I was explaining why I thought the way I did. I involved WA because I wanted to be sure that I didn't miss any candidates (and as you can see, I did). This is not how I was thinking when I was doing the xdle, and also I like to only use pen and paper when solving. When I played, it was more to the effect of "oh x-744 is square that means it has to be 744 + 49".

luvrhino246 days ago (1 edit)

After a few boring days (e.g., yesterday's, if starting with 499 and the perfect cube clue, should have taken exactly 3 guesses), today's was a testament to reverting to my original strategy of maximizing factors on your second guess.

x<499; (499 - x)'s largest prime divisor is 17

My initial instinct was to use 15 * 17 = 255 since that splits the two halves most evenly. However, 499 - 255 = 244 = 2² * 61. That's only 6 factors.

However, if I subtracted 289 instead, my guess would be 210 = 2 * 3 * 5 * 7 for 16 factors.
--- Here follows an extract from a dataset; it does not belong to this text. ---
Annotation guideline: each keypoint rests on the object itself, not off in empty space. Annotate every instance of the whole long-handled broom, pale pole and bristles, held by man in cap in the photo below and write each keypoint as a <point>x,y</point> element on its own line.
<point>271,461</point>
That was too tempting to pass up. This paid off as my clue was "x<210; x and 210's largest divisor is 5." That narrows it down to one candidate. 5 * 17 is 85, so 210 - 85 = 125. However, 210 - 170 = 40, would not be as then the largest divisor would have been 10.
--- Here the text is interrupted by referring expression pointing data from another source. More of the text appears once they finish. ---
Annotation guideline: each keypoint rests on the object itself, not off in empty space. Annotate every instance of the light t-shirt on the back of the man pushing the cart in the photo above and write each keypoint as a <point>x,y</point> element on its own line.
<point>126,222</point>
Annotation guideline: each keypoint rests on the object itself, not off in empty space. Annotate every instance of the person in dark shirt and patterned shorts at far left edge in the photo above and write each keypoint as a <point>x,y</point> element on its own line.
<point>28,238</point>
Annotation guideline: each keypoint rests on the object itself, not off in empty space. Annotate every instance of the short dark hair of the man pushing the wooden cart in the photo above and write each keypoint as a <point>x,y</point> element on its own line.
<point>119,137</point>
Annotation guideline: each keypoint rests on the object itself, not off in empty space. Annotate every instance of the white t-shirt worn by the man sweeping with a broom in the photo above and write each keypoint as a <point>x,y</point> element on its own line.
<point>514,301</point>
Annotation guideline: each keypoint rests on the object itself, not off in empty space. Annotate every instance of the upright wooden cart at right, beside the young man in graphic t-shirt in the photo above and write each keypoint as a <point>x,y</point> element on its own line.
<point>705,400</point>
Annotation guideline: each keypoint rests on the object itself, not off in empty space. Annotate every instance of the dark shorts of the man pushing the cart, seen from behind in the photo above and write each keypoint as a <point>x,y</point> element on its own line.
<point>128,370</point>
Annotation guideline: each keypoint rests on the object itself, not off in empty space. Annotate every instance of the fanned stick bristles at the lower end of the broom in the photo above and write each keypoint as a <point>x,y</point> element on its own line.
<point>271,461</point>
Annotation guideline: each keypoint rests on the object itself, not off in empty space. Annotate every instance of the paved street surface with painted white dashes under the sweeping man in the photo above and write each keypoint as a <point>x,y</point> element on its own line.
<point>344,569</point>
Even if that had gone the other direct and was "x>210; x and 210's largest divisor is 5," then the answer would have been 210 + 85 = 295, since 210 + 255 = 465 would have had the largest divisor of 15.

Had I gone with the more median choice of 244, I would have received the less useful repeat of the "(244-x)'s largest prime divisor is 17" clue. Unless the return clue from 244 was "largest divisor is 4," "largest divisor is 61," or a random clue of "(244 x)'s largest divisor is <something big>," then the clue from 210 was going to be more useful.

I firmly believe that 210 was the best option for the second guess.

Similarly, had the first clue gone the other direction with "x>499; (x - 499)'s largest prime divisor is 17," the best second guess would be 720 (2⁴ * 3² * 5 for 30 factors) and not the more central 754.
----

ETA (11/2): Today had the same scenario with "x<499; (499-x)'s largest prime divisor is 71." Assuming 499-71 is impossible, there are 6 candidates: 499 - 71n, where n is 2, 3, 4, 5, 6. or 7. The median is n = 4.5.

Using n=4 yields a guess of 215 = 5 * 43. Won't yield any "x and 210's largest divisor is 5" clues as adding or subtracting 355 would put it out of range. 215 risks a repeat of "(499-x)'s largest prime divisor is 71."

Meanwhile, n=5 yields a guess of 144, which is fantastic. That has a lot more factors than we can use. Regardless of the direction, it could give a response of x and 144's largest divisor is 2, 3, or 4....though it shouldn't be 4. That would allow you to nail the next guess. Otherwise, if the solution were 144 ± 71, then you'd either get a "is prime" or a different clue that you could pinpoint the answer.

It turns out that using n=4 was fine as instead of (x-215) is prime, it gave "(x+215)'s largest prime divisor is 167," which also points to 286.